Turkey violence
An armed man attends a funeral ceremony for the victims of bomb attacks in Suruc Reuters

Several people, including army officers and a policeman have been killed in separate attacks blamed on Kurdish rebels in southern Turkey, as tensions in the country mounted after Ankara waded into the Syrian conflict.

The Turkish army said three soldiers were shot dead by Kurdistan Workers Party (PKK) militants who attacked an army convoy in the south-eastern Sirnak province. A gun battle ensued, with army helicopters also dispatched to the area.

Earlier, suspected PKK gunmen killed a police officer and a civilian opened fire on a tea house from a speeding car in Diyarbakir city.

The attacks followed government forces' heavy bombardment of Kurdish positions in northern Iraq, a move condemned by Baghdad.

The violence is pushing Turkey again to the brink of civil war, shattering a peace process started in 2012 that has now become unfeasible according to President Tayyip Erdogan.

Hostilities flared up earlier this month, as Ankara pledged to wage war on all terrorism in the wake of a suicide bombing that killed 32 socialist youth volunteers in the southern city of Suruc, on the Turkish side of the Syrian border.

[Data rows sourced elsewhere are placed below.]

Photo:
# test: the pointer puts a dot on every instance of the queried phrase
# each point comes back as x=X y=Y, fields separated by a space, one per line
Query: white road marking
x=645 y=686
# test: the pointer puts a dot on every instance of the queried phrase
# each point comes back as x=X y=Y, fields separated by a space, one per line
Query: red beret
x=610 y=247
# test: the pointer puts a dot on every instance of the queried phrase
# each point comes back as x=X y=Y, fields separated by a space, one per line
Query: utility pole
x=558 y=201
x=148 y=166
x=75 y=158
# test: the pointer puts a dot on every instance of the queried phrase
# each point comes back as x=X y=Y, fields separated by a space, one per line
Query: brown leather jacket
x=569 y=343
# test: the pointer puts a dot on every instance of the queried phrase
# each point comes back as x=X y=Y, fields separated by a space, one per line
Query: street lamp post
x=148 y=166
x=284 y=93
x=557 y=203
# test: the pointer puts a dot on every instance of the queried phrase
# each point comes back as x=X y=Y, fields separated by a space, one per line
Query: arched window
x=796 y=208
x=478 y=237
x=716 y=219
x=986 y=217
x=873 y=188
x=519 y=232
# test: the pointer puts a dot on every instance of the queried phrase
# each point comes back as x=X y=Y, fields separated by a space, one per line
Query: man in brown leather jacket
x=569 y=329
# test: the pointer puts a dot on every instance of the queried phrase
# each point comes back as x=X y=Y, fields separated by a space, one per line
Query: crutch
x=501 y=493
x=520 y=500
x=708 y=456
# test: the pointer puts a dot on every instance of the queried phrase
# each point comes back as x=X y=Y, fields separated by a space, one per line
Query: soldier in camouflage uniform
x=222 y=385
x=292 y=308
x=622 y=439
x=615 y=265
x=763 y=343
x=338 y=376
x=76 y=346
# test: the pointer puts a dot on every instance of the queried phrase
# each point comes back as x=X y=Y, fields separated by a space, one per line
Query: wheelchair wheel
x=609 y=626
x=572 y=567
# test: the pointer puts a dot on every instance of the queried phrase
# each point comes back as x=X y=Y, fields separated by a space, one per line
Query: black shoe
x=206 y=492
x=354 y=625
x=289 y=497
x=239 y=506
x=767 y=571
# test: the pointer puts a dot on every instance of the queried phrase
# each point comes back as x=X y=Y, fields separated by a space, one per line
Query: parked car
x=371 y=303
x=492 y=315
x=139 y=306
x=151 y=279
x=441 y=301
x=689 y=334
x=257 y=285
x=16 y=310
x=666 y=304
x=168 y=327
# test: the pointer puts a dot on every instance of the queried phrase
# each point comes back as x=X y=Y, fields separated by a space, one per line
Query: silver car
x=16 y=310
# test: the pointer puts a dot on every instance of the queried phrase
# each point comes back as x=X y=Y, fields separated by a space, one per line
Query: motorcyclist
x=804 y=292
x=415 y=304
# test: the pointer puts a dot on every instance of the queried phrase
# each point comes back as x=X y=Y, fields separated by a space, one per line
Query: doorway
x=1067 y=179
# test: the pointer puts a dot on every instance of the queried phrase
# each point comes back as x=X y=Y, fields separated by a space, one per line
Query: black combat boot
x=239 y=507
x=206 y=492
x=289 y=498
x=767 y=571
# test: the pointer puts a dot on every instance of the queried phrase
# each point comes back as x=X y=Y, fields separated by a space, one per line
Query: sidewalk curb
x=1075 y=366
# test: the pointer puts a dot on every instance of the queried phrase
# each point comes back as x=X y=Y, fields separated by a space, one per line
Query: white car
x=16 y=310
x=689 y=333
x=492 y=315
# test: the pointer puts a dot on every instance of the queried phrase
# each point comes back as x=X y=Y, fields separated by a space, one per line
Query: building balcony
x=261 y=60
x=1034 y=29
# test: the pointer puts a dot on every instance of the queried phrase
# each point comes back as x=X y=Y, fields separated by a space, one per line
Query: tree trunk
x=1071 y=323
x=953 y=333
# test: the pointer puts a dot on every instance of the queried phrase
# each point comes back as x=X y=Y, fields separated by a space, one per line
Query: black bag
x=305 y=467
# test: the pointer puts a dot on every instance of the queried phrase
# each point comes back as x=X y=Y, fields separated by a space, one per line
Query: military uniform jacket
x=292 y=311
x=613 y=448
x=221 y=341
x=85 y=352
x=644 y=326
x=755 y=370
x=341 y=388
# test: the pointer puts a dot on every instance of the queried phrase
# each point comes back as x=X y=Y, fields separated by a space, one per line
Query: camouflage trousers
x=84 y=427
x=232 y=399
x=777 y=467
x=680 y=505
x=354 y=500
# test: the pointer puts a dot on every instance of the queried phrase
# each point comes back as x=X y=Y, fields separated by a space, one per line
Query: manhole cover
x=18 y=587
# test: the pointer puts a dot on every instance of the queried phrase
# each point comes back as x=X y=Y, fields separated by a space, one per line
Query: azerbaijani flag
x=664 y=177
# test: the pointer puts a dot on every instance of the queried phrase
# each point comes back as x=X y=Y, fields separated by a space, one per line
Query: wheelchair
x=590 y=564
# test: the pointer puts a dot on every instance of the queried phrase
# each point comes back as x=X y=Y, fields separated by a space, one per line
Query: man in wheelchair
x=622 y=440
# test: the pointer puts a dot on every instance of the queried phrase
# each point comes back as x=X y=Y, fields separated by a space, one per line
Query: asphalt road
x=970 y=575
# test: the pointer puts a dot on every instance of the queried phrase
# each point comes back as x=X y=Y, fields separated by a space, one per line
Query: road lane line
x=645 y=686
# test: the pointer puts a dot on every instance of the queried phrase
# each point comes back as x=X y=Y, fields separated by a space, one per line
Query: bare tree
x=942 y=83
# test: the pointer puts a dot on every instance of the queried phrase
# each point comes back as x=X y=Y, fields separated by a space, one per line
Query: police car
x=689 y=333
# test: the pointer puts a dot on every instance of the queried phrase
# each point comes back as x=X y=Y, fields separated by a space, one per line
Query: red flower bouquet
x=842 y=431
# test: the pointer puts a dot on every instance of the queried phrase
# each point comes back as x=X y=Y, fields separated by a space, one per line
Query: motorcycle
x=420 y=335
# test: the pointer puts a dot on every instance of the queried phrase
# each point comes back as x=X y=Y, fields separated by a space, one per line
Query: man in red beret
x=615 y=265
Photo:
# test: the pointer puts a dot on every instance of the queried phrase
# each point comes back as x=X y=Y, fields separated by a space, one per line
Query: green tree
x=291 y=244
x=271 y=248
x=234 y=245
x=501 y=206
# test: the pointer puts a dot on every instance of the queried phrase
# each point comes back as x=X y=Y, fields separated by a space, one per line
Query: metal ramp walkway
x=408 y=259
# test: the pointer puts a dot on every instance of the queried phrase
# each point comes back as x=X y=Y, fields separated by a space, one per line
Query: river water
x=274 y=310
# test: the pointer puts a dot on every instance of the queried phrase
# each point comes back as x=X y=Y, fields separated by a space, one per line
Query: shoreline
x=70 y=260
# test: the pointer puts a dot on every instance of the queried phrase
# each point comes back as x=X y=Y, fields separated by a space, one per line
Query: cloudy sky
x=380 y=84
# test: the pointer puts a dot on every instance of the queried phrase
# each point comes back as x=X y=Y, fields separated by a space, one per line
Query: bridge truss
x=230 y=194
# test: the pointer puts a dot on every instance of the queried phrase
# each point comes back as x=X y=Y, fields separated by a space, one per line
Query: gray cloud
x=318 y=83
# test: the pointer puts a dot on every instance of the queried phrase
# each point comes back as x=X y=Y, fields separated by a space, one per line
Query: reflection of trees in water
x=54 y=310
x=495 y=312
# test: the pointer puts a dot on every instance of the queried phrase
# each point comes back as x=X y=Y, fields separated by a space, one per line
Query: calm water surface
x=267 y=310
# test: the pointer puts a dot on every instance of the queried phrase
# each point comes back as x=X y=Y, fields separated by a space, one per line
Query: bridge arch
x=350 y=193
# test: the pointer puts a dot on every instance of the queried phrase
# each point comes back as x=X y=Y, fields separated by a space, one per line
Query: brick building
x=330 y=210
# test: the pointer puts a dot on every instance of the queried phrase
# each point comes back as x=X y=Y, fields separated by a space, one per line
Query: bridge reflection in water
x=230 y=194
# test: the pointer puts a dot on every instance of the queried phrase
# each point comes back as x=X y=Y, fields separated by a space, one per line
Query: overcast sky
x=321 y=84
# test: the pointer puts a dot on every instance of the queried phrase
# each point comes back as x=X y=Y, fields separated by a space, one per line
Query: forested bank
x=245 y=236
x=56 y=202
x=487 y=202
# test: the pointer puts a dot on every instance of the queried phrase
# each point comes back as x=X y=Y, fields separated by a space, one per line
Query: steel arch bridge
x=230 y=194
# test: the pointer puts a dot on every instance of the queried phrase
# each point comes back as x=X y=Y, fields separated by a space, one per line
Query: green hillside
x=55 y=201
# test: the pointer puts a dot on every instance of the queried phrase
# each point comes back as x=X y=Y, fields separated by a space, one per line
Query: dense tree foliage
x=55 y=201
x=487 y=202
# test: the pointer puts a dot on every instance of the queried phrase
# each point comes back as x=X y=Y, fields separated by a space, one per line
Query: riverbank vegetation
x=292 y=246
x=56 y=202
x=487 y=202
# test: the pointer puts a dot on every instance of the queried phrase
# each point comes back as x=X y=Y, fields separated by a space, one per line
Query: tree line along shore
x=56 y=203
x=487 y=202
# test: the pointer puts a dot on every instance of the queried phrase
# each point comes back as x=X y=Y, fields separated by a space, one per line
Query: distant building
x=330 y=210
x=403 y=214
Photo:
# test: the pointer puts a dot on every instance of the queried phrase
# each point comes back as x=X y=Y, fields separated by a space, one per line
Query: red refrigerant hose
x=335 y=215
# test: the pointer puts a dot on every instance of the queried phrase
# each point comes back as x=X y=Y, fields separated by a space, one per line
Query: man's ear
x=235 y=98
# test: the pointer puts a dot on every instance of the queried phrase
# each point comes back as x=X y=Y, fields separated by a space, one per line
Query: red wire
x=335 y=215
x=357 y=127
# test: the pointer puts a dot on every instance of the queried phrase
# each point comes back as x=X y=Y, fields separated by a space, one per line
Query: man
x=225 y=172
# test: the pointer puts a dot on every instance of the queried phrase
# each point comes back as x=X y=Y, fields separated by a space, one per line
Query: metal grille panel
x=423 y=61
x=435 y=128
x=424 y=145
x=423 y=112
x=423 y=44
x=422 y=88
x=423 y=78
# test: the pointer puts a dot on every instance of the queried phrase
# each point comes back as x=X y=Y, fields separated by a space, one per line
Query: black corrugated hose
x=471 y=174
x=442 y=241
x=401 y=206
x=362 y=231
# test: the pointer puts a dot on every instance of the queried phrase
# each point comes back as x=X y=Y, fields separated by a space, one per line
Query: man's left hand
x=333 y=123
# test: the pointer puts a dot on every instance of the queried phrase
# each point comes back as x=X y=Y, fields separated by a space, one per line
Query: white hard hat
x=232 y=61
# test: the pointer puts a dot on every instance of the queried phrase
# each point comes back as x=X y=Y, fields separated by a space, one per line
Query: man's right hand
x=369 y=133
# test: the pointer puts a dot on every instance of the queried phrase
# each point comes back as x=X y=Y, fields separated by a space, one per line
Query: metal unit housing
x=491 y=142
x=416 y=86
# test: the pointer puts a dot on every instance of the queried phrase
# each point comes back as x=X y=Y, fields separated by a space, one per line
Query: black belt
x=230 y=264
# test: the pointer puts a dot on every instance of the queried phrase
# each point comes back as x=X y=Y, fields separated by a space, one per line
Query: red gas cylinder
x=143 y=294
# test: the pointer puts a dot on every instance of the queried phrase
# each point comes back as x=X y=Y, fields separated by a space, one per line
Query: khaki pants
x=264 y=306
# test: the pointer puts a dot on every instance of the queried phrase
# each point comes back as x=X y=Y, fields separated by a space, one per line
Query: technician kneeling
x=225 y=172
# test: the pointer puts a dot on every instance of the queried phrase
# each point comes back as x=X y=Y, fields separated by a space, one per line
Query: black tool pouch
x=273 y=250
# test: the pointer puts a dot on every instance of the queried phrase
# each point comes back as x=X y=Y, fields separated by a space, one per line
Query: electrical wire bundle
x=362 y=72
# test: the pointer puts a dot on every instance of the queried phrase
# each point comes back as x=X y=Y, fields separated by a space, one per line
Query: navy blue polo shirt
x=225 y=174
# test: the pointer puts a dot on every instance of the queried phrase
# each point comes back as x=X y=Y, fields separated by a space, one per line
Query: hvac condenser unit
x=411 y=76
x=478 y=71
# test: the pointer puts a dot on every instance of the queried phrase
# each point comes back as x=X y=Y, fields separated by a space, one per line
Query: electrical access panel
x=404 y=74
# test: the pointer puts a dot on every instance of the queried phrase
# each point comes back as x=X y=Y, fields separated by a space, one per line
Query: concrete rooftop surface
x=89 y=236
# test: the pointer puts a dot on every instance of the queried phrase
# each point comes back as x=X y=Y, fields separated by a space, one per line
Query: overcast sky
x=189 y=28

The massacre was blamed on the Islamic State (Isis) jihadi group, which is fighting against Kurdish militias in Iraq and Syria.

Shortly afterwards, the PKK, a banned Marxist-Leninist separatist movement that accuses President Erdogan of tolerating or even supporting IS as an indirect way of curbing Kurdish hopes to form an independent state, carried out a spree of retaliatory deadly attacks on Turkish security forces.

In response, Ankara ended its long reluctance to get directly involved in the Syrian conflict, launching a campaign against IS, while also clamping down on the PKK at home as well as targeting its Kurdish allies across the border.